One would wonder how we should classify mathematics. Should we classify it to be under the category of science and technology or engineering or should it have a separate category. Indeed there is a very big relation between these fields and mathematics play a pivotal role in the advancements of these sciences. However, mathematics is fundamentally different in the way it is approached. It is approached in a way that is apposite to that of science and the goal from it is contradictory to the goal of science.
This differences between mathematics, science and technology, and engineering demand that the mathematical software calculators, that are used either to support research or the ones used to enforce the understanding of concepts, be used in a different way for each field. Indeed all fields can use the same software calculators but each one should set his experiments to suit his goals. This makes sense because the mathematics formulas are universal and are the same for everyone but the applications are different and numerous. We will go through the fundamental differences between these fields and explain how we can use software calculators differently with each field. This is to achieve the best benefit out of the calculator tools.
As we said from the start mathematics is the opposite of science in approach. In mathematics everything is given from the start. The rule is given and you proceed by trying to prove theorems. The catch is to assume a rule to prove requires a sharp brain. The fundamental idea of creating laboratory experiments using software calculators for such mathematics class is that you should set experiments to test the validity of the rules and to see if the results are sensible. The students should think just in pure numbers and equations.
In physics we observe a phenomenon and see what rules it follow. Then we see what mathematical model we can put it in. It is usually very complicated because many of the factors affecting the phenomenon may be unknown to us and usually there are many levels of uncertainties. This means that the answer usually will not be a perfect answer but will be an approximation. By experimentation and trial and error we can find out if the approximation is in acceptable tolerance from real life situation. Then and only then we can adopt the rule. The laboratory experiments that use calculators for physics training is completely different from that for mathematics training. The students should conduct an experiment on the phenomenon and record the result. They should use the rule they created and use the calculator and compare the output of the calculator with real data. They should also use the calculator to find error percentage and standard deviation. They can also use the help of an algebra calculator to plot the experimental data and derive an equation from the experimental data and see if the equation matches the equation they created.

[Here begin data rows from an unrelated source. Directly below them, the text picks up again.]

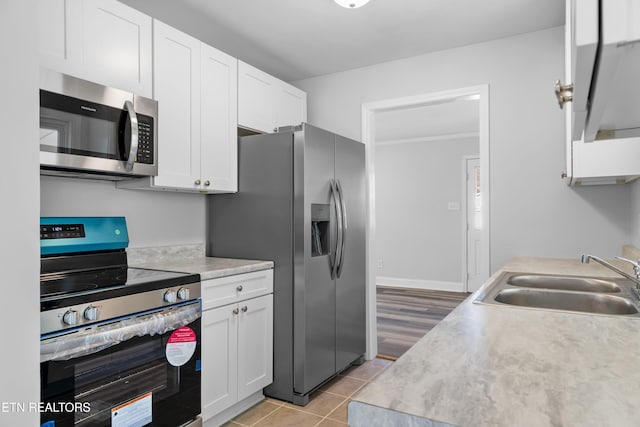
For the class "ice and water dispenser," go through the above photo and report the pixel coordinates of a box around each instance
[311,203,330,256]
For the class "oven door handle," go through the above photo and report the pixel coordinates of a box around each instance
[40,301,201,363]
[124,100,138,172]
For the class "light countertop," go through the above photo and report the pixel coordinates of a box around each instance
[131,256,273,280]
[349,257,640,427]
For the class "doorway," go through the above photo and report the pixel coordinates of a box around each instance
[462,157,487,292]
[362,85,490,358]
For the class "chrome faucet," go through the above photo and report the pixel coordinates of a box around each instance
[580,254,640,300]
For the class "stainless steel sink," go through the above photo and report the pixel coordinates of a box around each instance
[495,289,638,314]
[507,274,622,293]
[474,272,640,319]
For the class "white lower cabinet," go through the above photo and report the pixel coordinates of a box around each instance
[202,270,273,426]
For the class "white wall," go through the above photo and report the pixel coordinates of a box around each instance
[294,27,631,271]
[375,138,479,291]
[40,176,205,248]
[629,179,640,248]
[0,0,40,426]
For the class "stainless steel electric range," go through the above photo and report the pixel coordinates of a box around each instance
[40,217,202,427]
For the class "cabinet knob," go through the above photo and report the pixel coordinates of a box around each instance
[554,80,573,109]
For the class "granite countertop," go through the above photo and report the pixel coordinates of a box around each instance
[349,257,640,427]
[131,256,273,280]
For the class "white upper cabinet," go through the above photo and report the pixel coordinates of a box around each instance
[200,44,238,192]
[275,81,307,127]
[117,20,238,193]
[556,0,640,185]
[238,61,276,132]
[152,21,200,189]
[37,0,152,98]
[238,61,307,133]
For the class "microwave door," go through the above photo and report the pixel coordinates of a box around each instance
[118,100,139,172]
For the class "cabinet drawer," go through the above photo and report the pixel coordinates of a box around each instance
[202,269,273,310]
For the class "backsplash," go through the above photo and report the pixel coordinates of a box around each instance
[127,243,205,265]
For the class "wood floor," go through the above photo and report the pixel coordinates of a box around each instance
[377,286,470,360]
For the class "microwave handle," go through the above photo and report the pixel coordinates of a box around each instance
[124,100,138,172]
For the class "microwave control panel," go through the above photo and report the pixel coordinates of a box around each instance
[136,114,154,165]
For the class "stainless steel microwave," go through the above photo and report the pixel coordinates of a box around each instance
[40,69,158,180]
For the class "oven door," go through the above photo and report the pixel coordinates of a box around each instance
[40,300,201,427]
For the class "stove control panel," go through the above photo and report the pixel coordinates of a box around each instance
[62,310,78,326]
[40,282,200,334]
[84,305,100,321]
[163,289,177,304]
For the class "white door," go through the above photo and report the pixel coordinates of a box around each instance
[200,44,238,192]
[275,82,307,127]
[238,61,276,133]
[202,304,238,420]
[76,0,152,98]
[466,157,486,292]
[238,295,273,400]
[153,21,201,189]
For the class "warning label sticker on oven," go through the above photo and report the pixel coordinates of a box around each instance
[111,392,153,427]
[166,326,196,366]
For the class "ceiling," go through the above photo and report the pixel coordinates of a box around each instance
[121,0,564,81]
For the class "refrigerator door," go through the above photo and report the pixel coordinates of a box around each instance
[335,136,366,370]
[293,124,337,395]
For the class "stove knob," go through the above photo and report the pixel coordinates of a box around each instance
[62,310,78,326]
[178,288,189,300]
[84,305,100,321]
[164,291,176,304]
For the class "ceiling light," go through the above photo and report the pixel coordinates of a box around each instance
[333,0,369,9]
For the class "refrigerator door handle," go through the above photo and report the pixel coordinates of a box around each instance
[336,180,347,277]
[329,179,342,280]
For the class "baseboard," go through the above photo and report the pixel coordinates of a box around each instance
[203,389,264,427]
[376,277,464,292]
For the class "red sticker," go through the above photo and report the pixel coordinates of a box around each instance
[165,326,197,366]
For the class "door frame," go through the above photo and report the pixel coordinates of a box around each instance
[461,154,484,292]
[361,84,491,360]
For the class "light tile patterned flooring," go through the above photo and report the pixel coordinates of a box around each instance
[225,359,393,427]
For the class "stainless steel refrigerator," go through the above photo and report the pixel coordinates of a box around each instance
[207,124,366,405]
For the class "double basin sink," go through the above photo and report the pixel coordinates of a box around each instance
[474,273,640,318]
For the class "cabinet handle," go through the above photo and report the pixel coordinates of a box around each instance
[554,80,573,109]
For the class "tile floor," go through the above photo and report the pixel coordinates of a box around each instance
[224,359,393,427]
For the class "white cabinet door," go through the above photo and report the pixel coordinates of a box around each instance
[238,61,276,133]
[200,44,238,192]
[238,295,273,400]
[153,21,200,189]
[565,0,600,141]
[275,82,307,127]
[202,304,238,420]
[80,0,152,98]
[37,0,152,98]
[37,0,82,77]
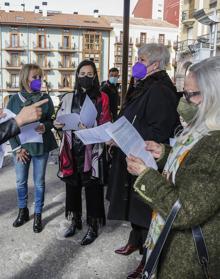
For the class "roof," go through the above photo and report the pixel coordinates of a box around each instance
[102,16,178,29]
[0,10,112,31]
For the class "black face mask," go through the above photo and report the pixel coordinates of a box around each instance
[79,76,94,90]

Engineering on the other hand is application oriented. When a phenomenon is studied hard by scientists for many years and reliable rules that represent it exist and these rules show that this phenomenon is of either industrial or military value then this phenomenon is handed to engineering. It becomes a product in industry. The technology becomes public and it becomes taught in engineering schools throughout the world. Now we are ready to see how we can use software calculators to prepare laboratory experiments for engineers. One has to know that the engineers are designing a product and they want this product to have the most desirable features. What shows them that this product has a more desirable feature than another is the out put of design equations when they plug in the proper values they get a good out put. The best thing for them is to experiment with the calculators plugging in values and checking the output to see which input produces best design.